The stretching room is a whole other issue. There are separate women’s and men’s weight rooms and the stretching room divides them. First of all, bad design. Second of all, stretching seems, to me anyway, like the most intimate part of the whole gym experience. Do I really want old guys in there with me, grunting as they try to touch their toes? No, simply no. The infamous bad a** Barbie doll strides in. She’s in her forties and ties her platinum blond hair in uneven pigtails. Her rainbow striped knee highs cover up a shark tattoo and hide a scar. I pretend to stretch as I watch her complete thirty pull ups. Damn, I was so happy that I could do one! She works out with purpose like she needs her muscles to protect herself from something or someone. She is like a tag sale doll. Even though there is the imprint of permanent marker on her, there is still hope that a little girl will scoop her up and invent a new story.

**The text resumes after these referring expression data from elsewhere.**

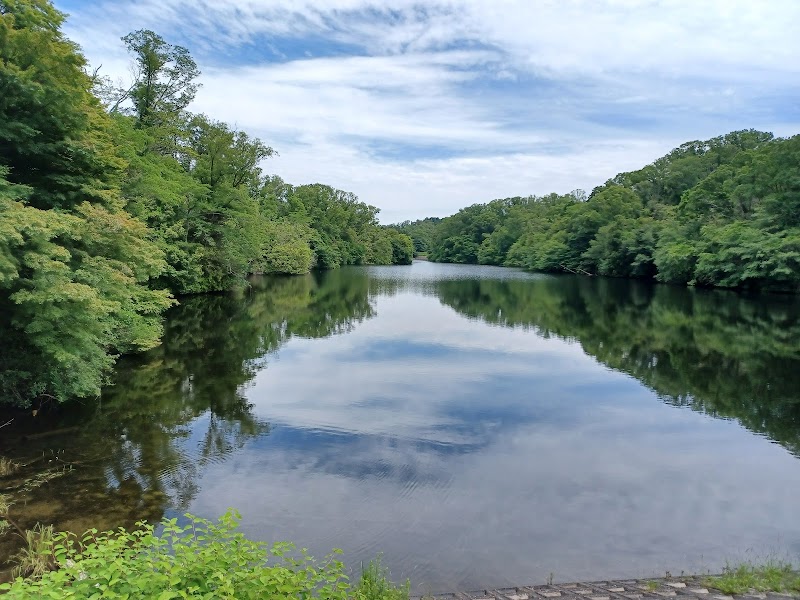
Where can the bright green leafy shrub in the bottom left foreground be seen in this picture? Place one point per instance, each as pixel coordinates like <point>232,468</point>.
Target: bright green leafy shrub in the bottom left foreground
<point>202,559</point>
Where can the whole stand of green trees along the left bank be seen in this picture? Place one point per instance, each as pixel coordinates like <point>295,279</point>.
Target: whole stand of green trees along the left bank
<point>114,199</point>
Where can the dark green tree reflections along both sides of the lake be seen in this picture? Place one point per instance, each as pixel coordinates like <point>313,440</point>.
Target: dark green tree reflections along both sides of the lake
<point>143,446</point>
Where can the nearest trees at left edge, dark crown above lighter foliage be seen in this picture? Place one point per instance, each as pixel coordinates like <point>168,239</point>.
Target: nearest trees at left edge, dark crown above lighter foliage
<point>75,266</point>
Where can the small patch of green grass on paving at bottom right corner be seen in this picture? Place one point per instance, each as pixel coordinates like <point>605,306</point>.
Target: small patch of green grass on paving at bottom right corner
<point>771,576</point>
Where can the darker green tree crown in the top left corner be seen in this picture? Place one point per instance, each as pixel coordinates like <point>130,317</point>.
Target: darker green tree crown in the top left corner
<point>53,135</point>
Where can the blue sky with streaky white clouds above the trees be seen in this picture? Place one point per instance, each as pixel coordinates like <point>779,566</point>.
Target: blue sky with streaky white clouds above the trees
<point>422,108</point>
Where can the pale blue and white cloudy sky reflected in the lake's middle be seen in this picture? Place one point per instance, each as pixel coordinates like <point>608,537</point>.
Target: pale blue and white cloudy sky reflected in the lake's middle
<point>475,455</point>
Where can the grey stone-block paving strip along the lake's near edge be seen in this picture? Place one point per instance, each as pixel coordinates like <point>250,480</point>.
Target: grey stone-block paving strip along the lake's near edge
<point>681,588</point>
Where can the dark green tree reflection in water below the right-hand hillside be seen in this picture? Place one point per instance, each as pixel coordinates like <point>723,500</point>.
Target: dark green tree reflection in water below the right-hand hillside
<point>717,352</point>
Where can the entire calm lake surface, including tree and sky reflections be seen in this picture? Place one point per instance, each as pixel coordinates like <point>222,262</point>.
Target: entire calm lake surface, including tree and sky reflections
<point>478,426</point>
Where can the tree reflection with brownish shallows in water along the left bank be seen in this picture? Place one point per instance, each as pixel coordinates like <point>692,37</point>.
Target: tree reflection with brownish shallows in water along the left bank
<point>143,445</point>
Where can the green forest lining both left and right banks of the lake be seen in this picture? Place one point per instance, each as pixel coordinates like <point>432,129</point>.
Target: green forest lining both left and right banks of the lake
<point>116,201</point>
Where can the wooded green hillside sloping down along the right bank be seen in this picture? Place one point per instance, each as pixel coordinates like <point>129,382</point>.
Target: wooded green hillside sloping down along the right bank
<point>724,212</point>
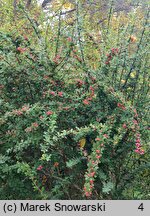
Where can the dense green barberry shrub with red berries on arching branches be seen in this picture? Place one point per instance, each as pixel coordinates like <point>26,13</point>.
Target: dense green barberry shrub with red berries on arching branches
<point>71,129</point>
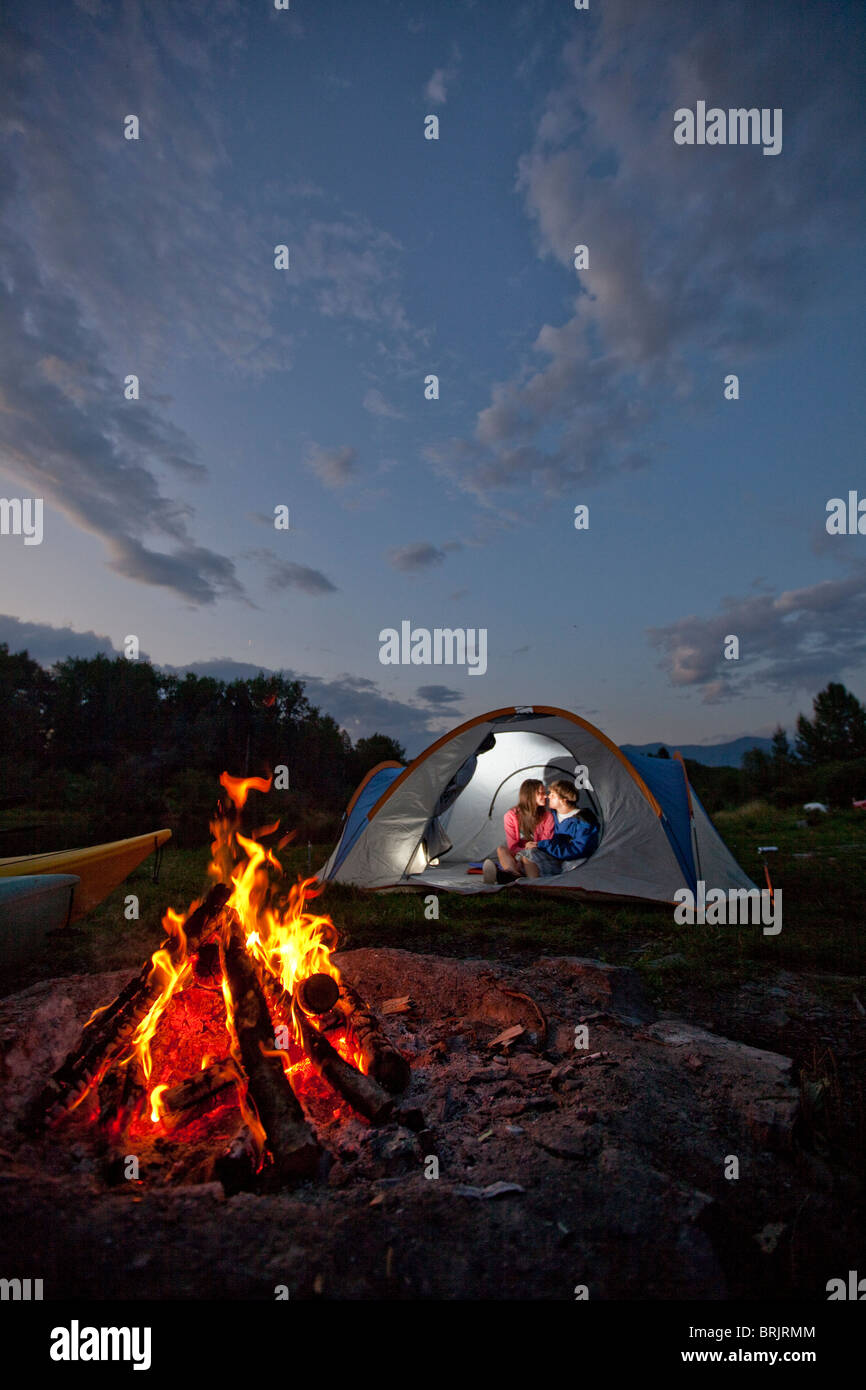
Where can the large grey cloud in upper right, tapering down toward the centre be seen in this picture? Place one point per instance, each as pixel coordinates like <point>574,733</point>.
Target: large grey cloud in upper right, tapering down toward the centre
<point>697,256</point>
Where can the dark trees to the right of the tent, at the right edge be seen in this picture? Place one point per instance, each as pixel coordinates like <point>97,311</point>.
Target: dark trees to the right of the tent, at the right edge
<point>826,762</point>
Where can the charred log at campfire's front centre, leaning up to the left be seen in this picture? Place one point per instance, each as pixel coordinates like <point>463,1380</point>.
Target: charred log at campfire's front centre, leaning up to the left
<point>291,1140</point>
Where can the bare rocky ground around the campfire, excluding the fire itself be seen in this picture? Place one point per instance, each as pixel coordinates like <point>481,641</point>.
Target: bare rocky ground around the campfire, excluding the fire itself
<point>708,1154</point>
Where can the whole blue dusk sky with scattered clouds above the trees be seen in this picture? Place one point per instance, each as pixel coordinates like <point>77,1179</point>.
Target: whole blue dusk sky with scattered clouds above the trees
<point>451,256</point>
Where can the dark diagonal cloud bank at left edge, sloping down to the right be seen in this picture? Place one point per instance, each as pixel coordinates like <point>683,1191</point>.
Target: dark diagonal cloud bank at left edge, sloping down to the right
<point>69,436</point>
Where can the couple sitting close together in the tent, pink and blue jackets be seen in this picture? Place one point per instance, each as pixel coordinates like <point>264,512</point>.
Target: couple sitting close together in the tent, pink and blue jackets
<point>547,833</point>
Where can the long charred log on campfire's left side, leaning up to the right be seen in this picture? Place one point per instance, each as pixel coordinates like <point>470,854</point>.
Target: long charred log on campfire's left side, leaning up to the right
<point>113,1027</point>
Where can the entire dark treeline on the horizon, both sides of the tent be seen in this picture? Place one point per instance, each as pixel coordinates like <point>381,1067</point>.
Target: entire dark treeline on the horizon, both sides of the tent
<point>101,749</point>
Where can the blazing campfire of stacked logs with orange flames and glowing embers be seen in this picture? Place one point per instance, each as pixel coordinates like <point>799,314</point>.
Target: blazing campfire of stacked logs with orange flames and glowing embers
<point>238,1042</point>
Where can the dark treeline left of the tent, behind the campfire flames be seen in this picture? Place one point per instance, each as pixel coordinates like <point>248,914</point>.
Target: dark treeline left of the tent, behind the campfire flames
<point>124,749</point>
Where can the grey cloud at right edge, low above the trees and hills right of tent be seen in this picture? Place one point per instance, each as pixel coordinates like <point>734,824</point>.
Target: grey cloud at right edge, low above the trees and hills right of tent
<point>792,641</point>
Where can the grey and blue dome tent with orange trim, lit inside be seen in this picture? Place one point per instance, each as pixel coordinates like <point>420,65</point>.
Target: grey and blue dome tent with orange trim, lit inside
<point>655,836</point>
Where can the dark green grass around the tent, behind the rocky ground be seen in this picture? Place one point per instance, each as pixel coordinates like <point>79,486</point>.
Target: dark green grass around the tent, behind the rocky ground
<point>819,869</point>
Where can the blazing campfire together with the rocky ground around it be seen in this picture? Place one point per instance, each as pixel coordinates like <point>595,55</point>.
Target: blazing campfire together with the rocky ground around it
<point>238,1120</point>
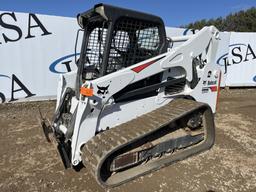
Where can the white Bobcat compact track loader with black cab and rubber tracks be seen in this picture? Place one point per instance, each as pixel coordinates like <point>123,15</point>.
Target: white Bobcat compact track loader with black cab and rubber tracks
<point>135,104</point>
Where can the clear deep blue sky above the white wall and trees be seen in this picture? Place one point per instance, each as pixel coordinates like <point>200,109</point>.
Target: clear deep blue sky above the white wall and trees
<point>175,13</point>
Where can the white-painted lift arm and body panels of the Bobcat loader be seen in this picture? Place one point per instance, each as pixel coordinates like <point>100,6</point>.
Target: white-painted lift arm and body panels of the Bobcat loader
<point>97,113</point>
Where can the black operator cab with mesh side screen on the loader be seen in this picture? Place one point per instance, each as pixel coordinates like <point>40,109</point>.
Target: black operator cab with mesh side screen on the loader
<point>115,38</point>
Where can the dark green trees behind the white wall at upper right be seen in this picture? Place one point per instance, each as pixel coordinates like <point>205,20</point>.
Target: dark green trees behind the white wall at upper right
<point>242,21</point>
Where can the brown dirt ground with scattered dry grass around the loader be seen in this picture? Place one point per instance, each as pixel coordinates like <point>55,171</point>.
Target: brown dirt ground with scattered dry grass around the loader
<point>29,163</point>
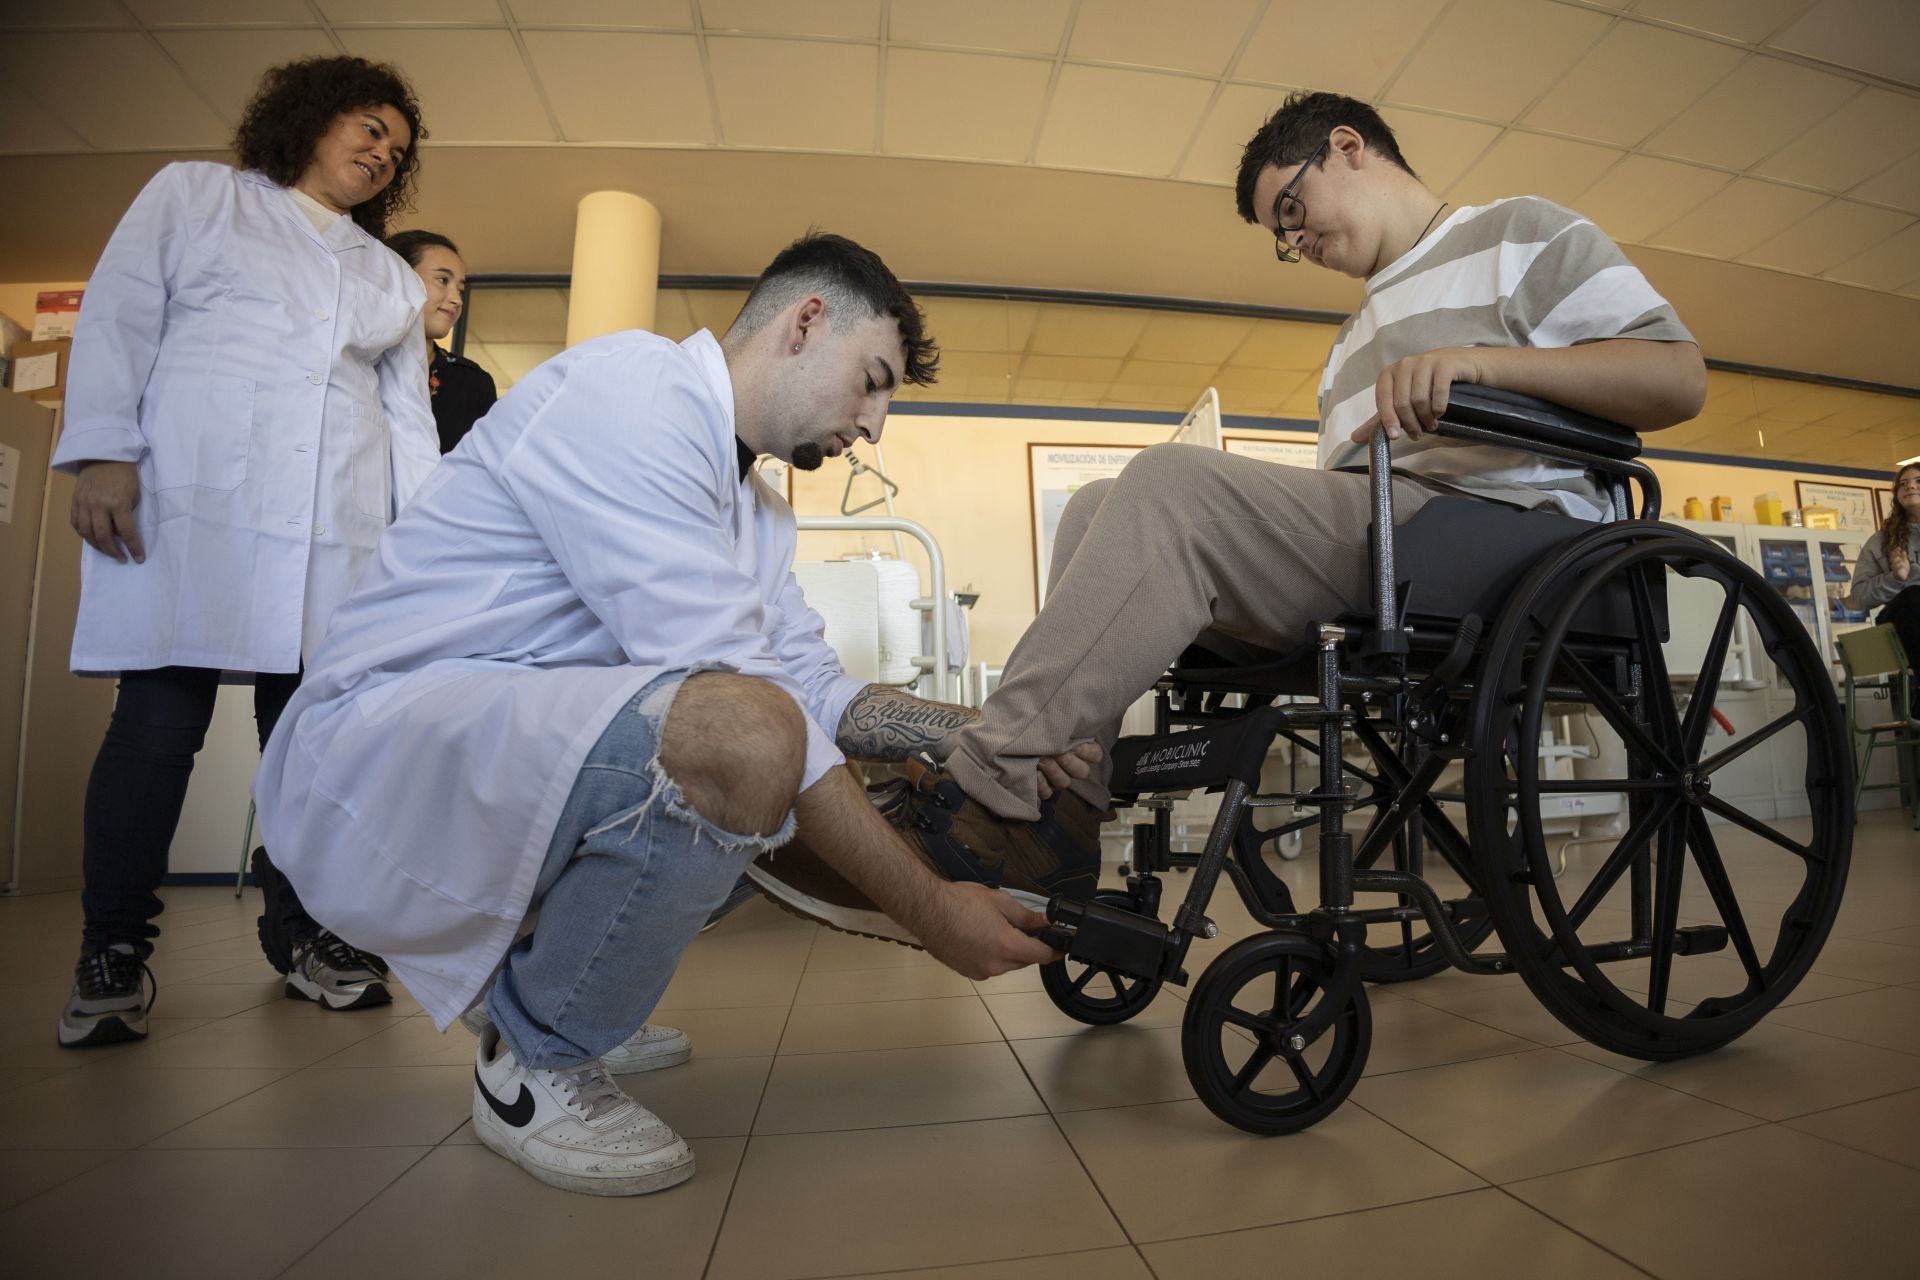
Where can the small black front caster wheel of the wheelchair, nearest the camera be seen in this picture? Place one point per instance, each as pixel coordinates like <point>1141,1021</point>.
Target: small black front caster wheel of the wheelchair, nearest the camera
<point>1262,1047</point>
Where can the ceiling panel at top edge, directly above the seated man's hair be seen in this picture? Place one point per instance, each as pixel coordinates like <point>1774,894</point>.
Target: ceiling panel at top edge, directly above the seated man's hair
<point>1376,37</point>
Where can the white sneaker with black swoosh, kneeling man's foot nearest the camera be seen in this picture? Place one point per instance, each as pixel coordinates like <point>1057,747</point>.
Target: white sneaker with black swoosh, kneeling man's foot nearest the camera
<point>573,1129</point>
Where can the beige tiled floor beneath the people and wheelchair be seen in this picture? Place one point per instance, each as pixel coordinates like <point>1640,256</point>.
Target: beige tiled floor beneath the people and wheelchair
<point>861,1112</point>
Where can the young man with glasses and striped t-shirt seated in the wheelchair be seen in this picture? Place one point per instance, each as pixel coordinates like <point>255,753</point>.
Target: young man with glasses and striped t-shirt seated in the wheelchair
<point>1193,542</point>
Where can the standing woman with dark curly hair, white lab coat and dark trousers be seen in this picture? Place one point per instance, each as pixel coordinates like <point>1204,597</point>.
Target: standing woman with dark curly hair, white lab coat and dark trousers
<point>247,412</point>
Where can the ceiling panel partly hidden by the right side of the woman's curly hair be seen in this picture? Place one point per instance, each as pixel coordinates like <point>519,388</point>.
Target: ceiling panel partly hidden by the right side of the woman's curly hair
<point>473,85</point>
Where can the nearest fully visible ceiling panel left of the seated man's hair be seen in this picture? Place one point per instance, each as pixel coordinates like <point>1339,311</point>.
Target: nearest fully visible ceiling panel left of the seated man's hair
<point>1120,122</point>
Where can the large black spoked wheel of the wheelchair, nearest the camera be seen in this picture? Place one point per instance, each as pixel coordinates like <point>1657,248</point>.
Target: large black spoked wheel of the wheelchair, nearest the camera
<point>1687,932</point>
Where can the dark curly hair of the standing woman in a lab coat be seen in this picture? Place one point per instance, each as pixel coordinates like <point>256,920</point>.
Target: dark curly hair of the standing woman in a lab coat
<point>297,105</point>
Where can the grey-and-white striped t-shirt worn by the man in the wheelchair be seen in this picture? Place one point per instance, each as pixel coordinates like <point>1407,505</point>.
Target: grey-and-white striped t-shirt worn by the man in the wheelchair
<point>1516,273</point>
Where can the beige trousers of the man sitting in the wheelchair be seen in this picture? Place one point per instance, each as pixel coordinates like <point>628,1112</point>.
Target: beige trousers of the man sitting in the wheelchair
<point>1186,544</point>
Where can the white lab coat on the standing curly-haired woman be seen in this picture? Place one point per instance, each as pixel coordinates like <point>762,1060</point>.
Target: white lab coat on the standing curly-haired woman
<point>270,381</point>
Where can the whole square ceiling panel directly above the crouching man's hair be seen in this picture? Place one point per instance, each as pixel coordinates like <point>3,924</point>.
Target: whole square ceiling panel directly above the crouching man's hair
<point>777,93</point>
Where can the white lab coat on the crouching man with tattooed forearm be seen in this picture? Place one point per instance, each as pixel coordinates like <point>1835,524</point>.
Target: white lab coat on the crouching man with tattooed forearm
<point>592,533</point>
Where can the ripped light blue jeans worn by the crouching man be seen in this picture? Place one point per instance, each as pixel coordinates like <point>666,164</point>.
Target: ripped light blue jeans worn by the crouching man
<point>631,878</point>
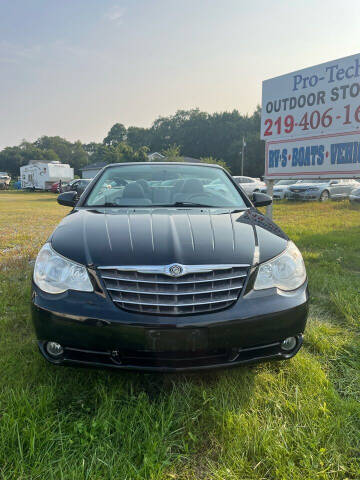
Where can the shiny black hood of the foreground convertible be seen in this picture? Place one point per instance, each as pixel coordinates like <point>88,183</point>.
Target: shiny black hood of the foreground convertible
<point>160,236</point>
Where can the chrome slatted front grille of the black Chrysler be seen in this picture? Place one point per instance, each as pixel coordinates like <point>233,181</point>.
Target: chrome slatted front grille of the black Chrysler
<point>201,288</point>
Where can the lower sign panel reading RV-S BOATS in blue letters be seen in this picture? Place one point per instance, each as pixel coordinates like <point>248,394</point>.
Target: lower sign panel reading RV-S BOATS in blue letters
<point>332,156</point>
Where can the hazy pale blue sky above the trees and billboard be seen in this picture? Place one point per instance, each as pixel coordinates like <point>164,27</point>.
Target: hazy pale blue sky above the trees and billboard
<point>75,67</point>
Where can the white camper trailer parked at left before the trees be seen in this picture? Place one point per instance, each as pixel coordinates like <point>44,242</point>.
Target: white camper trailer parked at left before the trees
<point>41,175</point>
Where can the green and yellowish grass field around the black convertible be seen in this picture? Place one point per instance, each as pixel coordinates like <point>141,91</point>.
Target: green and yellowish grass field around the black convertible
<point>291,420</point>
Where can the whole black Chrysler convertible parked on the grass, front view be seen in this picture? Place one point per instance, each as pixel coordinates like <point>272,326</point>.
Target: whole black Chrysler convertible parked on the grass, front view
<point>167,267</point>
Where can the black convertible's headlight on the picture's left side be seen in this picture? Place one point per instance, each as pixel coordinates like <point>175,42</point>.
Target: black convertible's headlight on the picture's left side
<point>56,274</point>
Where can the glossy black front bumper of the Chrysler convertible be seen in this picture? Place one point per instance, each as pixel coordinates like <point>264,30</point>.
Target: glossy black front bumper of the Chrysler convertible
<point>93,331</point>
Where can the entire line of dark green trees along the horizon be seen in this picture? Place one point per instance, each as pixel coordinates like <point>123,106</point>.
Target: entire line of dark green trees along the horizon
<point>214,138</point>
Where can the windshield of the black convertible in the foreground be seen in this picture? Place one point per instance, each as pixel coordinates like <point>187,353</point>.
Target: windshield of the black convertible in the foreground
<point>164,185</point>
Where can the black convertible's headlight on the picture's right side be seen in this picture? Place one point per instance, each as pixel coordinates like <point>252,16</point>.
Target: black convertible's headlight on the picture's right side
<point>286,272</point>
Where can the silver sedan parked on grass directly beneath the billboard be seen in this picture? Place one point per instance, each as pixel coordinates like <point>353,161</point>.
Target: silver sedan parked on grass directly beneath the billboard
<point>321,190</point>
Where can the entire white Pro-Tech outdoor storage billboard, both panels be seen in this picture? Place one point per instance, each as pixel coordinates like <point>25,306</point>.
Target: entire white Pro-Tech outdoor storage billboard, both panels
<point>314,108</point>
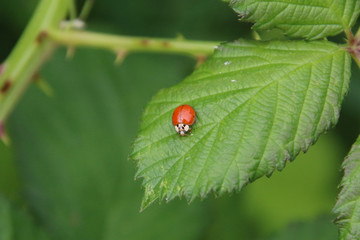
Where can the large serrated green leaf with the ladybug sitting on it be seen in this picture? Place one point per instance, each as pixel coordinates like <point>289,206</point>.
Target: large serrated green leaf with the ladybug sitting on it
<point>258,104</point>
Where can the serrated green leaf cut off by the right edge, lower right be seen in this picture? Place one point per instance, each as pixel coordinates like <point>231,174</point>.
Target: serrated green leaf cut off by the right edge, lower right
<point>347,207</point>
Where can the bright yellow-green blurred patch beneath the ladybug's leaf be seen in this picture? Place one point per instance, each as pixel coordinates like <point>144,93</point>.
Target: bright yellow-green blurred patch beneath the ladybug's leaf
<point>288,196</point>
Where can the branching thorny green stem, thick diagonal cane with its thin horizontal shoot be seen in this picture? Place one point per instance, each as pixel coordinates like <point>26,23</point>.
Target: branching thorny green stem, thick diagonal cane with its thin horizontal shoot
<point>43,34</point>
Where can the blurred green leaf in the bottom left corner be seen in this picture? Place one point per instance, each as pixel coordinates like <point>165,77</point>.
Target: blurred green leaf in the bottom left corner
<point>16,224</point>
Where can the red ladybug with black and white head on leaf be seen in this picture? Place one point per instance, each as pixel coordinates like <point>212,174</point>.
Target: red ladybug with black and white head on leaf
<point>183,118</point>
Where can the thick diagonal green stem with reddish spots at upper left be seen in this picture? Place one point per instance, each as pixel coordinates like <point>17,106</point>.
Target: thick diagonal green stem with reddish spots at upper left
<point>29,53</point>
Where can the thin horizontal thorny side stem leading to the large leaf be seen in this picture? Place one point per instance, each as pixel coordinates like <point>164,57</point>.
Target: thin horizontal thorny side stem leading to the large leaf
<point>131,44</point>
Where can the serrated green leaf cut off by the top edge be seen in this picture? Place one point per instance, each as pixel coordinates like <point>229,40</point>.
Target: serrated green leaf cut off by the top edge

I am not the only one in the stretching room gawking at the Barbie. There are also two freshmen boys with chicken arms, who I usually see in the weight room. No matter how hard they try, they can’t seem to bulk up. At least I am not alone in my wild pursuits. One of these boys I call Sid, because he is the spitting image of the buck-toothed sloth from Ice Age. I’m not trying to be mean. He seems nice but we never talk. I am always running. If I can’t “bulk up” and talk to Sid, what will I do about the one I actually like. For now, I’ll stick to sideways glances and tentative smiles.
I return to my territory of #309 in the locker room, no naked women this time. RATS, I lost the bet! In their place are two high school girls I only know by sight. They are regulars at the gym, but only familiar with the stretching room. I catch one of them saying, “So you want to get ice cream after this?”
The second one responds with, “Well I don't know....”
“We could get the good kind, like from Friendly’s.”
“Well, ok!” the hesitant one responds. How eager we are to please.
They escape through the front door. Soon I must try and do the same. But first I take one more deep inhale of sweat and Germ-Ex to remember, savoring for a moment the pure, almost animalistic nature of this place. In the shadows of the cave we work out our problems or, like me, simply run away from them. But now it’s time to emerge from this pleather landscape, wave goodbye to the giant teddy bears, and once again become people like everyone else instead of sweaty animals.